The study blames the growth of heavy industry on cut-throat internal
competition. “The rules of competition are set not just by Beijing but
also by local interests, including state-owned heavy industrial
enterprises,” it says. “And regardless of who sets the rules, the
reality of how they are implemented is almost entirely a local
matter.”
The National Reform and Development Commission, the economic planning
agency also responsible for energy, has tried for years to curb
industrial expansion.
Although nominally all-powerful and with the right to stop projects
over a certain size on a range of grounds, the commission has been
largely helpless to stop the flood of new investment.
The commission’s power is not reflected in the size or skill of its
staff or in the research base and industry expertise from which it
operates.
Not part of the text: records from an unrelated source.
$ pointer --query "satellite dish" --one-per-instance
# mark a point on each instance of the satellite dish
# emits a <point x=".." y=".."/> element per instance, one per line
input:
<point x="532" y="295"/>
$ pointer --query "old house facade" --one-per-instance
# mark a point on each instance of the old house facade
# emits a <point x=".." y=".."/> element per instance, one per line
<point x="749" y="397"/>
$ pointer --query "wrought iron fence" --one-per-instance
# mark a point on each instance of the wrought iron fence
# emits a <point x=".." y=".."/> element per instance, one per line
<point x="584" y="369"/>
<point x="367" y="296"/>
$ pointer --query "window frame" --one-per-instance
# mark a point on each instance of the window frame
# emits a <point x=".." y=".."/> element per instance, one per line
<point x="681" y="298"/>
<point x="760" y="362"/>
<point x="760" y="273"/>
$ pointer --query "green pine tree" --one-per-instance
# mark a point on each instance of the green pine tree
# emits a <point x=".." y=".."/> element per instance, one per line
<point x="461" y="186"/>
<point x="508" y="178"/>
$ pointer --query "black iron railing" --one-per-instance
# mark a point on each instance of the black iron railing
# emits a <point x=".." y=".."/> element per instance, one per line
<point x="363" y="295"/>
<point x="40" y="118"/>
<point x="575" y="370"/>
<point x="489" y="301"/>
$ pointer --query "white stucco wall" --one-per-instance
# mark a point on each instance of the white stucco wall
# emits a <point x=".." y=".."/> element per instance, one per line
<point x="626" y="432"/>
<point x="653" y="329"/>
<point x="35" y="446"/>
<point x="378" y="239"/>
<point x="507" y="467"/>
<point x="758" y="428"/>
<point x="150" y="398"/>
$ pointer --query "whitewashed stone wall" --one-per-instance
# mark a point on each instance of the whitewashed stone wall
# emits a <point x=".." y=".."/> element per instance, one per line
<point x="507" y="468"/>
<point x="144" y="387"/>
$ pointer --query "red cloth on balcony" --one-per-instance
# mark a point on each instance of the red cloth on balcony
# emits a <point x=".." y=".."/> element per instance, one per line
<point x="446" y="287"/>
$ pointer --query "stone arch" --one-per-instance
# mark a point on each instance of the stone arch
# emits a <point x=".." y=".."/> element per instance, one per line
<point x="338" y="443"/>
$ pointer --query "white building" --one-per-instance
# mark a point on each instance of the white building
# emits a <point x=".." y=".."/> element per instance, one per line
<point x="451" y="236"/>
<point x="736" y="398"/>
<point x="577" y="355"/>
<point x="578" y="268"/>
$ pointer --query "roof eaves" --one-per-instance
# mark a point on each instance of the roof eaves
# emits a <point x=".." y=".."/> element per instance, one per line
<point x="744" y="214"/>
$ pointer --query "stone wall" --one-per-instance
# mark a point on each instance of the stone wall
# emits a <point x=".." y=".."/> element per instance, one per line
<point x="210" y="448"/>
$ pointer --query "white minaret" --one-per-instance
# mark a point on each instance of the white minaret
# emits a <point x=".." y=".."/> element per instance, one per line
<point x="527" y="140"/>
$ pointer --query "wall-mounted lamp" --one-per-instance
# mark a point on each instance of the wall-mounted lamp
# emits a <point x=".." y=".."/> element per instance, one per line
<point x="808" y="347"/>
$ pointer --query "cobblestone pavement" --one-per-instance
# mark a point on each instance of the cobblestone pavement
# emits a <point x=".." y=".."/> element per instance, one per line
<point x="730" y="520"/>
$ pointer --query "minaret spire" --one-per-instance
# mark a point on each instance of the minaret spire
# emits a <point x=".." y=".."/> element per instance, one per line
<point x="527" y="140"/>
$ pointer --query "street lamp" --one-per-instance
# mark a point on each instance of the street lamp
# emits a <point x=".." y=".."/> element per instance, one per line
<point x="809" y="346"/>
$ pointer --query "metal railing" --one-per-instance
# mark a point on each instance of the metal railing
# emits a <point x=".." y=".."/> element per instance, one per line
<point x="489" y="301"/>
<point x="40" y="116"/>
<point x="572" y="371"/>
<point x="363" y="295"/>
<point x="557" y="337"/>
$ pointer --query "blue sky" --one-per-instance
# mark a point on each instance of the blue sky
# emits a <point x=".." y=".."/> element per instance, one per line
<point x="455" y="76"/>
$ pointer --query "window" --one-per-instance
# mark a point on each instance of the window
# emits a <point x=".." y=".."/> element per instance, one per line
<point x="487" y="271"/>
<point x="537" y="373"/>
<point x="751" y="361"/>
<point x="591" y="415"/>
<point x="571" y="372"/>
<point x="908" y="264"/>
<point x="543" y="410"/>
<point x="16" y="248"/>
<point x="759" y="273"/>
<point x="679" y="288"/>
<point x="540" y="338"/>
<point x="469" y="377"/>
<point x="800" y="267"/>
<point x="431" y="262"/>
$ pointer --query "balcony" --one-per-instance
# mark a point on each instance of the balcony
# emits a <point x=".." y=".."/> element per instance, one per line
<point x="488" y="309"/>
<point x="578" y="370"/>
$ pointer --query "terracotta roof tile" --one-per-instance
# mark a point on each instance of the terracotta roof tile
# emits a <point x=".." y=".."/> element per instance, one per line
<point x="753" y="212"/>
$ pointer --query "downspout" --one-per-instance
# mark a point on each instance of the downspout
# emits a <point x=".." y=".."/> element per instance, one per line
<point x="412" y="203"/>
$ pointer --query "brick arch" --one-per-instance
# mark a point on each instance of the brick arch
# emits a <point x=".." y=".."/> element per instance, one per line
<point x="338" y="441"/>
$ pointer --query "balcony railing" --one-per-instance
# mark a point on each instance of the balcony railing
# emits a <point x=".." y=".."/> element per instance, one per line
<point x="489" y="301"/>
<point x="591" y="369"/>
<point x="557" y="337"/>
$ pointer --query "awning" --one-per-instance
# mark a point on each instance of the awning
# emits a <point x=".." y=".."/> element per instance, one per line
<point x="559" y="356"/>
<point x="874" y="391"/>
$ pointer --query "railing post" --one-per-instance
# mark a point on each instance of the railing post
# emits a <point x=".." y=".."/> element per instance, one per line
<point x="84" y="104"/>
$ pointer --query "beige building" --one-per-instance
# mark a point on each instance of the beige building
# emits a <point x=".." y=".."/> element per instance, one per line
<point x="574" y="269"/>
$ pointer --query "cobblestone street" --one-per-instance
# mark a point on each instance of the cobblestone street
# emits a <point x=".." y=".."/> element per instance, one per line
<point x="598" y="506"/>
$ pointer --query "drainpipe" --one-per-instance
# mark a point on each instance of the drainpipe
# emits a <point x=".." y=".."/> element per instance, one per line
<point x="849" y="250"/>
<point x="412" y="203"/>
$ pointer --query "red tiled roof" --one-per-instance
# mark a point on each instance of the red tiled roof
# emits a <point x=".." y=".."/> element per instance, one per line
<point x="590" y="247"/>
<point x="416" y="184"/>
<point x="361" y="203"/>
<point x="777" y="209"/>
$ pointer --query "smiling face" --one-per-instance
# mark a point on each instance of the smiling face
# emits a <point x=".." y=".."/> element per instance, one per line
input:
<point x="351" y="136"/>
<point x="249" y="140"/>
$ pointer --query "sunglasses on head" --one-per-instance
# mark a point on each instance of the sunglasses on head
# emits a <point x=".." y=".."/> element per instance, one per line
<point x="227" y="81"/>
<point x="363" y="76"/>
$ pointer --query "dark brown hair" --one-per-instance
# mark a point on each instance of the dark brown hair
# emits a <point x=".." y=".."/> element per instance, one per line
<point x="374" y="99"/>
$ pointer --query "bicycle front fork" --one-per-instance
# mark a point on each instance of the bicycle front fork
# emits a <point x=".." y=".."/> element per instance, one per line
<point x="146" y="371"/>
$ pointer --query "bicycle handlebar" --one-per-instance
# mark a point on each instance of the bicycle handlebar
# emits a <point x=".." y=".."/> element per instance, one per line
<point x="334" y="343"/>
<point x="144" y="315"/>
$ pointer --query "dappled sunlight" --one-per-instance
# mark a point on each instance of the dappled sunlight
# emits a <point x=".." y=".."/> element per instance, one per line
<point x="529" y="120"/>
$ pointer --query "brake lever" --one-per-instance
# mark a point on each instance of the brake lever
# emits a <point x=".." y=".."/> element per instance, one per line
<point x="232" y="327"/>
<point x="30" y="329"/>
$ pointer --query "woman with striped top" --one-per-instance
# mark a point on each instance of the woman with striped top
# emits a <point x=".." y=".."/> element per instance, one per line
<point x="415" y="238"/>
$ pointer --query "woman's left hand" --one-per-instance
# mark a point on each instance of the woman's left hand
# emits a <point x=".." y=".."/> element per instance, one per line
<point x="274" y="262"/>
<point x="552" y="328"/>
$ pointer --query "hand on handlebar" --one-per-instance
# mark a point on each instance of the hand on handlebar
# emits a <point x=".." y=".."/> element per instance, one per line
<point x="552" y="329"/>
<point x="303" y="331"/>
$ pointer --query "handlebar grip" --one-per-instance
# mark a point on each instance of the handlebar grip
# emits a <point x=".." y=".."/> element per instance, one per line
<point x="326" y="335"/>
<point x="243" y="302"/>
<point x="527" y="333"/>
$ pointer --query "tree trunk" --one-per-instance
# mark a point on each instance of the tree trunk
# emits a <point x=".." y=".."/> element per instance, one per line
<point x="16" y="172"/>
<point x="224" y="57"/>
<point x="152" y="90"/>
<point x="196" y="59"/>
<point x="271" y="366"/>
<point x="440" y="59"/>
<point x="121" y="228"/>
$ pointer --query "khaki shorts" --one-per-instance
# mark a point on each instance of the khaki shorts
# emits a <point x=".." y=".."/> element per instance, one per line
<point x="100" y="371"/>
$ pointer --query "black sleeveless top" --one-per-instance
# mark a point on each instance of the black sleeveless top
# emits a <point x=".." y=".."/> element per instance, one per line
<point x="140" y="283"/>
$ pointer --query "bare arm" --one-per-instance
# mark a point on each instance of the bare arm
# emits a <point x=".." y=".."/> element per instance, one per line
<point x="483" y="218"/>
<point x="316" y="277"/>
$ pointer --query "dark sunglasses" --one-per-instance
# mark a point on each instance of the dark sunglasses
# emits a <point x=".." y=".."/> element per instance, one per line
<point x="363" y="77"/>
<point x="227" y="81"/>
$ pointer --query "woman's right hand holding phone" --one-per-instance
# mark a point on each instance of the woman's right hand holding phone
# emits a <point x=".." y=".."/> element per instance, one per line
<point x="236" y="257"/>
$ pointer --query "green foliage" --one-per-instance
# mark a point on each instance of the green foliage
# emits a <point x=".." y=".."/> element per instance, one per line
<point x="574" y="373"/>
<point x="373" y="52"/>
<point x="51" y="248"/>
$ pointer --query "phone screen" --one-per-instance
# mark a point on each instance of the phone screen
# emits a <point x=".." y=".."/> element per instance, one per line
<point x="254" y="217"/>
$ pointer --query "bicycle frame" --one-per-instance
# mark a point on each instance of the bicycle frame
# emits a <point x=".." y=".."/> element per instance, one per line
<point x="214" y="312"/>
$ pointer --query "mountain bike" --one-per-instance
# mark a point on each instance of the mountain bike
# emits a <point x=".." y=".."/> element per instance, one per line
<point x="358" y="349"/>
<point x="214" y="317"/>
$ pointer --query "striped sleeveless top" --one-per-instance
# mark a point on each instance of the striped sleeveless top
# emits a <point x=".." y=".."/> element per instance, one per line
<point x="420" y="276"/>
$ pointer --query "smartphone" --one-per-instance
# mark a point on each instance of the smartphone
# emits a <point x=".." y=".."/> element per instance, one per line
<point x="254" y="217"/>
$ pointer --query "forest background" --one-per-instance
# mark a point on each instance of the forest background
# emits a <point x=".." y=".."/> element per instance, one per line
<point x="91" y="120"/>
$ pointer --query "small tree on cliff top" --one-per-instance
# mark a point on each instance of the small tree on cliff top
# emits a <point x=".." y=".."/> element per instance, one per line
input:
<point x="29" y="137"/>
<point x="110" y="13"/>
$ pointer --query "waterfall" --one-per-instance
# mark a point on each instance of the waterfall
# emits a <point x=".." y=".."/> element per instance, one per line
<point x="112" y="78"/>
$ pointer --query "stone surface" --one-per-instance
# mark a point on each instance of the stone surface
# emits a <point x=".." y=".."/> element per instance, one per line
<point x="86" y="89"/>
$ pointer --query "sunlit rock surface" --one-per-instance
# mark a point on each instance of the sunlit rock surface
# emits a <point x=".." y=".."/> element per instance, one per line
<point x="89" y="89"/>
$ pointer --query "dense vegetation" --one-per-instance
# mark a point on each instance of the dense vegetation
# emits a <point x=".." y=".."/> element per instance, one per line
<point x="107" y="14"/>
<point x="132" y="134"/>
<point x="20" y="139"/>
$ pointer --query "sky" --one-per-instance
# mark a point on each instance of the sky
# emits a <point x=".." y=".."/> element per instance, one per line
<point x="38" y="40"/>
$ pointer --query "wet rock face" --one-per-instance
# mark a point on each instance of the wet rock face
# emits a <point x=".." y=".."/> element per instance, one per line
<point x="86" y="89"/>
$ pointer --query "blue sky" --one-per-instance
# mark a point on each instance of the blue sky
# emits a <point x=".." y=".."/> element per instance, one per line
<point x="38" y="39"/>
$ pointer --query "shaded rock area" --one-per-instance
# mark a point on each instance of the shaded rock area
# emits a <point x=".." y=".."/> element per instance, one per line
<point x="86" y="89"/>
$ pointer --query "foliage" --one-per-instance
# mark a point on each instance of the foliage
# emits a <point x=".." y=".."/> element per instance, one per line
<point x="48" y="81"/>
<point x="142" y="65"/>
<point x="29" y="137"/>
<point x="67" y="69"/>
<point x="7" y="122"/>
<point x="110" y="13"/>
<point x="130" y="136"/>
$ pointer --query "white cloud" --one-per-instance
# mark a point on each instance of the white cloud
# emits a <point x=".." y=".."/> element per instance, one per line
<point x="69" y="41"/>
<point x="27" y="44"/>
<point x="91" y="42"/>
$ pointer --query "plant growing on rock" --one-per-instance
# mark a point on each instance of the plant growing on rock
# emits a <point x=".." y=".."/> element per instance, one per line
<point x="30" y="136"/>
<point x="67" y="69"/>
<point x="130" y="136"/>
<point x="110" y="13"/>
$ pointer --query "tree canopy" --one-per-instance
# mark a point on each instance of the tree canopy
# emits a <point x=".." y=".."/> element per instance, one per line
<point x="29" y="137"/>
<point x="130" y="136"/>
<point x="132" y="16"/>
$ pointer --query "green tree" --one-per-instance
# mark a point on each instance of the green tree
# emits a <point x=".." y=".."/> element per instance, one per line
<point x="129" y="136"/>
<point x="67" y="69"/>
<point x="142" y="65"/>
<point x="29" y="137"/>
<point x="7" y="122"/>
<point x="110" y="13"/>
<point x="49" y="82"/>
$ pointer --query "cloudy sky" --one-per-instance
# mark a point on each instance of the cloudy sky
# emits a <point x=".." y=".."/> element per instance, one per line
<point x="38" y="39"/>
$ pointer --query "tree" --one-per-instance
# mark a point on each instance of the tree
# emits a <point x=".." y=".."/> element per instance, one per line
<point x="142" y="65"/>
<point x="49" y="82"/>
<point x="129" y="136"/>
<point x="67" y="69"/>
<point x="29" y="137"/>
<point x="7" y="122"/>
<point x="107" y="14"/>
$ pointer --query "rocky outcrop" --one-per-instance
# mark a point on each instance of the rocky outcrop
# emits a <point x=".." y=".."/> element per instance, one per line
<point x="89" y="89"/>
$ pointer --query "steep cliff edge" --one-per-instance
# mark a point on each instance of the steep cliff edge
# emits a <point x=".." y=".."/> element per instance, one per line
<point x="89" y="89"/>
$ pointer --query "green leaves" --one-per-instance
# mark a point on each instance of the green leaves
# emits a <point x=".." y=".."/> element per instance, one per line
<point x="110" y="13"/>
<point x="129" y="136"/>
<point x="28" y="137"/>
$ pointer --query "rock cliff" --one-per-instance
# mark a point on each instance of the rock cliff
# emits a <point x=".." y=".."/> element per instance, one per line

Its energy bureau has 100 staff and the State Energy Office
under the cabinet 30-40, in contrast to 110,000 at the US Department
of Energy.
Individual state companies are better equipped than the ministries.
The State Grid, which is responsible for power transmission, has more
research staff than the commission’s energy bureau.
Weak regulation also makes it difficult to cut pollution and
greenhouse gas emissions. Fewer than 15 per cent of coal-fired plants,
which generate 80 per cent of China’s electricity, have systems to
remove sulphur dioxide from emissions, and even fewer use them, the
report says. Most new plants have sulphur scrubbers.
The authors say that China will not make unilateral adjustments in the
absence of changes to US policy. “China is an 800lb gorilla on the
world energy stage that cannot be ignored, but there is a 1,600lb
gorilla in this room too: the US,” they said.